En ce qui concerne la peine de mort, jusqu’à ce que nous parvenions à une abolition universelle, le mouvement abolitionniste continuera à se développer. Une jeune génération d’abolitionnistes continuera à apparaître et à rejoindre le mouvement, apportant avec elle beaucoup d’énergie, de zèle et d’idées nouvelles sur la manière de propulser le mouvement. Cependant, en l’absence de conseils, d’orientations et de structures appropriés, les jeunes courent le risque de se décourager trop tôt et d’abandonner ou de continuer à rencontrer les mêmes défis et les mêmes pièges que leurs prédécesseurs, qu’ils auraient pu éviter en apprenant de leurs erreurs et de leurs luttes et en développant de nouvelles stratégies.
Une interaction avec des abolitionnistes plus confirmés permet aux jeunes abolitionnistes d’apprendre de ceux qui les ont précédés et de mieux comprendre le « pourquoi » du mouvement, les succès obtenus jusqu’à présent, et d’échanger des notes et des idées sur la meilleure façon de faire avancer le mouvement. Cette interaction permet donc la croissance, la continuité et la durabilité du mouvement abolitionniste, car les deux générations travaillent ensemble sur une approche plus holistique tirée de leurs différentes expériences pour lutter en faveur de l’abolition universelle.
Qu’avez-vous appris et ressenti lors de la préparation et de la modération de la session plénière du Congrès mondial ?
C’était à la fois passionnant et un grand honneur d’être invitée à animer la session plénière sur la nouvelle génération abolitionniste.
Lors de la préparation de la session, il était intéressant d’apprendre et de voir à quel point le mouvement abolitionniste avait progressé au fil des ans. En tant que jeune abolitionniste, il était exaltant de voir le nombre d’États abolitionnistes augmenter, pour atteindre 110 pays pleinement abolitionnistes au moment du Congrès.

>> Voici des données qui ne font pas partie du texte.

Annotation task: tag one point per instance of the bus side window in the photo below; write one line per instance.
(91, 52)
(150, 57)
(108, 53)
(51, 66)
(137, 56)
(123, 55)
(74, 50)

Le 111ème pays abolitionniste – la Zambie – s’est engagé lors du Congrès à abolir la peine de mort avant la fin de l’année et a tenu sa promesse le 23 décembre 2022.
J’ai aussi particulièrement apprécié d’interagir avec un grand nombre d’abolitionnistes confirmés et nouveaux et d’apprendre d’eux, tant pendant la phase de préparation que pendant le Congrès mondial lui-même, et de partager notre vision de l’abolition universelle.
En tant que modératrice de la session, j’ai apprécié les conversations stimulantes avec les différents panélistes et l’apprentissage de leurs expériences uniques dans le parcours de l’abolition. Qu’il s’agisse de ceux qui participent au mouvement depuis plus de trente ans ou de ceux qui n’y sont que depuis un peu plus d’un an, il était motivant d’apprendre les raisons de leur engagement et de discuter de leurs stratégies de sensibilisation et de plaidoyer, ainsi que des nouveaux moyens de soutenir le mouvement et de promouvoir l’abolition de la peine capitale, y compris au sein d’autres mouvements de défense des droits humains.
Quelle a été votre impression sur la mobilisation des jeunes pendant le Congrès mondial ? Cela vous a-t-il donné des idées sur la manière d’impliquer davantage de jeunes dans votre travail ?
La mobilisation des jeunes a été fantastique.
Je pense que le projet Abolition Now Tour d’ECPM a bien fonctionné à cet égard, car les jeunes n’étaient pas seulement des participants au Congrès. Ils ont été activement engagés et inclus, et ont reçu une plate-forme qui leur a permis de se connecter et de partager leurs expériences et leurs idées pour l’abolition dans leurs différents pays et régions avec d’autres participants au Congrès.
Depuis le Congrès, alors que nous continuons à lutter pour l’abolition de la peine de mort au Kenya, nous travaillons en étroite collaboration avec la délégation kenyane de l’ANT sur des projets de plaidoyer afin de montrer que les jeunes aussi sont et peuvent être la voix de l’abolition et d’un éventuel changement au Kenya.